Addressing Racial Disparities in Lung Cancer Screening (DSI-SRP)
This DSI-SRP fellowship funded Andrew Gothard to work in the laboratory of Dr. Jeffery Blume in the Data Science Institute at Vanderbilt University during the summer of 2021. Andrew is a junior with majors in Mathematics and Computer Science.
The project funded by this fellowship aimed to introduce Andrew to data science techniques and the concepts in the textbook “An Introduction to Statistical Learning with Applications in R” and applied them by analyze what factors are indicative of being diagnosed with a high stage of lung cancer. The predicted variable was a binary variable in which individuals with a Sum Stage of 4+ were categorized as “High Stage.” Due to limitations in findings, a secondary model predicting whether comorbidity index was above or below the mean was added. The predictor variables included binary variables – sex, mother lung cancer, father lung cancer, ever smoker, insured – centered continuous variables – age diagnosed, comorbidity index, last doctor visit (months), distance to cancer center – and categorical variables for race and marital status. The data was provided by the Southern Community Cohort Study.

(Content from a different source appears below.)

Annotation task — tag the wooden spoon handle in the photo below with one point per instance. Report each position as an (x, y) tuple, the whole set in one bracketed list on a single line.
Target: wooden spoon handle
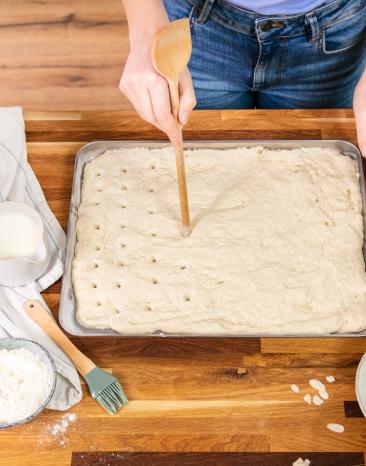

The primary analytical tool in this study was logistic regression. Additionally, cross validation and variable selection were accomplished through an elastic net to improve the model. Finally, model accuracy was determined through an AUC. The AUC, or area under the curve, can be very simplistically described as the percent of the predictions that the model predicts correctly.
First, a model with only main effects was created. Next, all possible interaction terms were added to the model. Variables from this model were removed via elastic net. The best model according to cross validation was one with four variables. The variables that remained were: Insurance Coverage, the interaction term of Male Indicator and mother lung cancer, the interaction term of Comorbidity index and father lung cancer, and the interaction between insurance coverage and last doctor visit (months). The relaxed model included the main effects. The associated ROC plot of the stage predictor model had a AUC of 0.5017. The AUC of the comorbidity index model had an AUC of 0.5231. Both of these models have poor predictive power. A few variables that I wish were available, and could potentially explain either comorbidity or stage include how many hours the patients work per week, how many sick days they took, as well as their area level.
In addition to receiving support through a DSI-SRP fellowship, this project was supported and facilitated by the DSI Data Science Team through their regular summer workshops and demo sessions.